Parte 3 de 3 da entrevista ao Dinheiro Vivo

O Pacto de Estabilidade e Crescimento está suspenso até 2022, inclusive. Que Pacto devíamos ter no pós-pandemia?

Primeiro, penso que nos devemos livrar das metas numéricas do Pacto. Elas não funcionam. A meta de 3% do PIB para o défice nominal, dos 60% do PIB para a dívida pública, a ideia do orçamento equilibrado, a meta da despesa. Devíamos abandonar estas regras porque, como vimos nos últimos anos, são tão frequentes os choques desde o princípio [da aplicação do Pacto] que depois tivemos de admitir que o Pacto deve ser temporariamente suspenso ou posto de lado para lidarmos com essas circunstâncias. Isto não faz sentido algum.

O investimento público futuro voltará a estar em risco com o regresso do Pacto?

A regra do orçamento equilibrado, que está no Compacto Orçamental [Fiscal Compact] e é vista como a prioridade, diz que os governos nacionais não podem financiar investimento público através de dívida, emitindo obrigações do tesouro. E essa não é realmente uma regra inteligente. Não há qualquer razão para que o investimento público, se for bem escolhido, de qualidade, que aumente a capacidade produtiva de um país e gere retorno no futuro, não possa ser financiado por dívida.

O investimento público nestes anos de retoma da pandemia vai ser financiado com subvenções, que é dinheiro que vem de nova dívida europeia.

Sim, o paradoxo nisto tudo é que o investimento público a nível europeu, no Next Generation EU, já pode ser financiado com dívida [obrigações emitidas pela Comissão Europeia]. Em termos de unidade do projeto europeu, isto não faz sentido. Temos de abandonar esta regra porque a maioria do investimento público dos próximos anos vai ter de ser sempre feito pelos governos nacionais, não por instituições europeias.

O orçamento europeu até 2027 (Next Generation EU) não vai chegar e muito será pedido aos governos ainda?

O Next Generation EU, macroeconomicamente falando, é uma coisa ótima, mas vai ser insuficiente para o investimento que é necessário na Europa a prazo. É por isso que precisamos de usar a capacidade de financiamento dos governos nacionais. Eles têm capacidade para o fazer, assim os deixem fazer. E existe um enorme consenso entre os economistas sobre isso. Claro que agora os governos são autorizados a gerar défices elevados para apoiar a economia, evitar o colapso económico. Mas quando as regras forem reativadas, volta a ser proibido e isso coloca problemas ao investimento público que vai ser crucial para o ambiente, para modernizar e fazer infraestruturas em muitos países.

Há economistas que alertam para o facto de os fundos europeus não serem realmente a fundo perdido porque vão exigir mais dos Estados no futuro. A dívida contraída pela Comissão para haver subvenções vai ter de ser paga. É assim?

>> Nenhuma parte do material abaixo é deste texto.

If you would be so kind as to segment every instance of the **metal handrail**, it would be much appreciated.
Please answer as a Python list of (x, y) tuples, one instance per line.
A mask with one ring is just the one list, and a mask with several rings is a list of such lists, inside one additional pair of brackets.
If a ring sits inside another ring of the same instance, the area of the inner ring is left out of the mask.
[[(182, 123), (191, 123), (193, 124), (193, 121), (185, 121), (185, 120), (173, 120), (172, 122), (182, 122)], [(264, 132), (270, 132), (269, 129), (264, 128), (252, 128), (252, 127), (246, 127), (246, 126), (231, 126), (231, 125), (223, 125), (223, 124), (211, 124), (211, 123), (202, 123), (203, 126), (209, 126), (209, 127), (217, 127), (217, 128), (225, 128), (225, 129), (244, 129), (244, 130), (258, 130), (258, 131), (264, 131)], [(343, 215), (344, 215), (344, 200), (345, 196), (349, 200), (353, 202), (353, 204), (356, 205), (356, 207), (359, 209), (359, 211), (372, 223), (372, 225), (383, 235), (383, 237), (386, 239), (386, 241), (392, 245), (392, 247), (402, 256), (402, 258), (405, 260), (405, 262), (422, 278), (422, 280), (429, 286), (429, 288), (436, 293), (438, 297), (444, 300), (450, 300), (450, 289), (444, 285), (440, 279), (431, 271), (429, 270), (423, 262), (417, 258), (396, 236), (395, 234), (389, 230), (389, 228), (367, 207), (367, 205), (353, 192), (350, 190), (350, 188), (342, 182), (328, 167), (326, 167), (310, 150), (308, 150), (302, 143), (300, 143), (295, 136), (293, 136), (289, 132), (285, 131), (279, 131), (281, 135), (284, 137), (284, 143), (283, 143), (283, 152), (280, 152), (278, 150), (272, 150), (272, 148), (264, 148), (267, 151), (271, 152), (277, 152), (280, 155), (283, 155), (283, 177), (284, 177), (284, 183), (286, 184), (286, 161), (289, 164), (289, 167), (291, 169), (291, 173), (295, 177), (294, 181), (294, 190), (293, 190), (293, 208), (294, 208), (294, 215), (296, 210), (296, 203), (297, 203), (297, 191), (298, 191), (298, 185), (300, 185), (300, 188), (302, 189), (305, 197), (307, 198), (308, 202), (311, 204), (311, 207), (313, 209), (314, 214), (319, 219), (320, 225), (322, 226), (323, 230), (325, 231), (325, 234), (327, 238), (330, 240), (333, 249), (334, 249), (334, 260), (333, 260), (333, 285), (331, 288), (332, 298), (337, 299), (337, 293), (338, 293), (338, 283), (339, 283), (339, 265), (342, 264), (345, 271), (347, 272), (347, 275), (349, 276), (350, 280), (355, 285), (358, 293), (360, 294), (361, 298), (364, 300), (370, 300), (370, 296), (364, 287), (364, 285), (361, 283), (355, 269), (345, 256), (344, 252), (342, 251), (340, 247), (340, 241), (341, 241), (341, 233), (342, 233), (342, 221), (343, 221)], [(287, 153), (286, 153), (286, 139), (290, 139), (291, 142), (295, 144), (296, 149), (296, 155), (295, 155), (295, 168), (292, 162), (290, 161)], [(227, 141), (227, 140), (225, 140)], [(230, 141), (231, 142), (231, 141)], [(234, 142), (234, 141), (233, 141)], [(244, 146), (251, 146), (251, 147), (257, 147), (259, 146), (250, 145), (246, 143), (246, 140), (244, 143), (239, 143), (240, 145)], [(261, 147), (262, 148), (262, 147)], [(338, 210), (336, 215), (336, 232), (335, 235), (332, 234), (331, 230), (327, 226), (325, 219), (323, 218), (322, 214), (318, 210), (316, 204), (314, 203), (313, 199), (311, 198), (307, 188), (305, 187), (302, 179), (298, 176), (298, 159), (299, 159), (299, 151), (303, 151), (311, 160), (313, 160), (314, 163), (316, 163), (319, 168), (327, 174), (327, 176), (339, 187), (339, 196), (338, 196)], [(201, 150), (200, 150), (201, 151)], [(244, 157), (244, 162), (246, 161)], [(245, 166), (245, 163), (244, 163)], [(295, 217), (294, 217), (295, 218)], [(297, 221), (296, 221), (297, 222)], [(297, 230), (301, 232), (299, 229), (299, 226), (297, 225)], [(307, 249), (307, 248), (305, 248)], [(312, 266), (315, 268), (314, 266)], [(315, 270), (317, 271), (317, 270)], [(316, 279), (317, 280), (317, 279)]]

A dívida contraída para financiar o orçamento Next Generation EU deve ser paga com nova dívida no futuro. E isto não é errado. Os mercados existem e devem ser instrumentos para tornar estes investimentos possíveis. Este investimento público é para o bem de todos, para tornar possível o crescimento sustentável, criar emprego e aumentar a produtividade. Se o Pacto tornar a limitar o investimento público, voltaremos a ficar aprisionados no futuro e votados a uma nova recessão ou estagnação. E isso vai ser muito impopular.